Building Custom Analysis¶

Once you can read events, the analyses you can build are unlimited. A few useful ones:

Per-task latency histograms¶

For each EventTaskBegin, record the start time. On the matching EventTaskEnd, compute duration. Bucket into a histogram. Output: distribution of request latency by task name.

Per-region attribution¶

For each region, accumulate total time, count, and the parent task. Report regions sorted by total time. This is the User-defined regions table built locally — but you can customise it: filter by tag, slice by time of day, compare two traces.

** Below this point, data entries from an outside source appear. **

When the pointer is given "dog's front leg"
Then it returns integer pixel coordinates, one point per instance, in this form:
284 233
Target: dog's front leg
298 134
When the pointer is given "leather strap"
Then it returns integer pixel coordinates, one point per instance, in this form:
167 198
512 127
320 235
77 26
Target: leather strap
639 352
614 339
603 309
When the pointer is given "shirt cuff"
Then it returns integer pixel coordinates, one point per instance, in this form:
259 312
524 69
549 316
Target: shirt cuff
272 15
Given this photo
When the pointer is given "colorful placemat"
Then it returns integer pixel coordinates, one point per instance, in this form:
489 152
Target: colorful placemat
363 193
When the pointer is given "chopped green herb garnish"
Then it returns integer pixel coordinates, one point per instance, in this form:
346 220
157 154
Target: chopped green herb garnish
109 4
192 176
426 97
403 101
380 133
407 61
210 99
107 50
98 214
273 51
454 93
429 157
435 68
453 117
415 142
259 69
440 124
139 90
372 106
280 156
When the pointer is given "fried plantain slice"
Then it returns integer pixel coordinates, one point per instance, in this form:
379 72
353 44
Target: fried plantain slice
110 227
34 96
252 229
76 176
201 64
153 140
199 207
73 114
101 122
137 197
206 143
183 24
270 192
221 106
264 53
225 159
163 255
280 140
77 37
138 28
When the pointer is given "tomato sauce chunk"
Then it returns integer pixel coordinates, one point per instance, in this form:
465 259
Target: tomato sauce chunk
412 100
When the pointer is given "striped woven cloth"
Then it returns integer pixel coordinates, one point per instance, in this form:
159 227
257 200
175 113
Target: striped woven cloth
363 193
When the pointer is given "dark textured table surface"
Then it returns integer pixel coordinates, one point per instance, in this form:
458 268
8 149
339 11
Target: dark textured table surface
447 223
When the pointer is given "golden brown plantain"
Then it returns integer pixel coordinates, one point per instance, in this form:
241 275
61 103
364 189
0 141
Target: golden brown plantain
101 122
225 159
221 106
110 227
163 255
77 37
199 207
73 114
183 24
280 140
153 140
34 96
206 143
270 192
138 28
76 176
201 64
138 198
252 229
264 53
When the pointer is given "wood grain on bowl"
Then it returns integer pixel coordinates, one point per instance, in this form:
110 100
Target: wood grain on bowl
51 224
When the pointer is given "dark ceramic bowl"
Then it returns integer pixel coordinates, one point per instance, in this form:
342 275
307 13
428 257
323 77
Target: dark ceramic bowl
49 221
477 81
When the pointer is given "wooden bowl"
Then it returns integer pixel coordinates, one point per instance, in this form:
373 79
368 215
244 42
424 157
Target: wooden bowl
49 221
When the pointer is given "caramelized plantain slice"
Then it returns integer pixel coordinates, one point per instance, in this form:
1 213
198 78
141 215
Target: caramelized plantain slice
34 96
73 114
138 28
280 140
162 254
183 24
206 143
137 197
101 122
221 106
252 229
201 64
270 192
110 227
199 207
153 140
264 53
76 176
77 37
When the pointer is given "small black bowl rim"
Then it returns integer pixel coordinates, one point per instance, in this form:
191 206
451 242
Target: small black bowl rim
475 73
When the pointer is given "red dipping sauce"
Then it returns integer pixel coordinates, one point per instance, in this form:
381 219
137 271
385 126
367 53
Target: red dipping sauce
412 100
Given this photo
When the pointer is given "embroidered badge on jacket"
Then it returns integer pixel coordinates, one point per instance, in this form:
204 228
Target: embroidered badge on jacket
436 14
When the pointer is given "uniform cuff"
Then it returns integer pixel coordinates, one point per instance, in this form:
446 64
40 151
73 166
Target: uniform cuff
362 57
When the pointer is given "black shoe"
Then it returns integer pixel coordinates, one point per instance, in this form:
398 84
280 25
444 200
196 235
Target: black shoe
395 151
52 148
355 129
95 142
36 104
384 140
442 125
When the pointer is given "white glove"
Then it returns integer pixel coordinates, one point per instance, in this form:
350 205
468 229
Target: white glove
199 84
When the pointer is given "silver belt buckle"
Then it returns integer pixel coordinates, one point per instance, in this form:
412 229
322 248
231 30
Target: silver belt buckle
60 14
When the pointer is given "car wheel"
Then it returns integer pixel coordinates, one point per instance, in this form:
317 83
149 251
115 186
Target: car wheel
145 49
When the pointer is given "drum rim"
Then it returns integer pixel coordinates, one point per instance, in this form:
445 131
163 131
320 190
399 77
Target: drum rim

Scheduler latency by call site¶

For each EventStateTransition from _Grunnable to _Grunning, look at the previous EventStateTransition (which moved the G to _Grunnable). The gap is scheduler latency. Attribute to the function that became runnable. Output: same data as -pprof=sched, with whatever pivots you want.

Stuck-P detector¶

For each P, track the longest interval between consecutive EvProcStart/EvProcStop and the longest _Psyscall interval. Alert if any P was in syscall > 100ms.

GC-blame attribution¶

For each EvUserTaskBegin/EvUserTaskEnd pair, count how many EvGCSTWStart events fell within. Compute "what fraction of my tail latency was overlap with a STW phase?"

These analyses run in O(events). On a 5-second trace with 10M events, that is sub-second.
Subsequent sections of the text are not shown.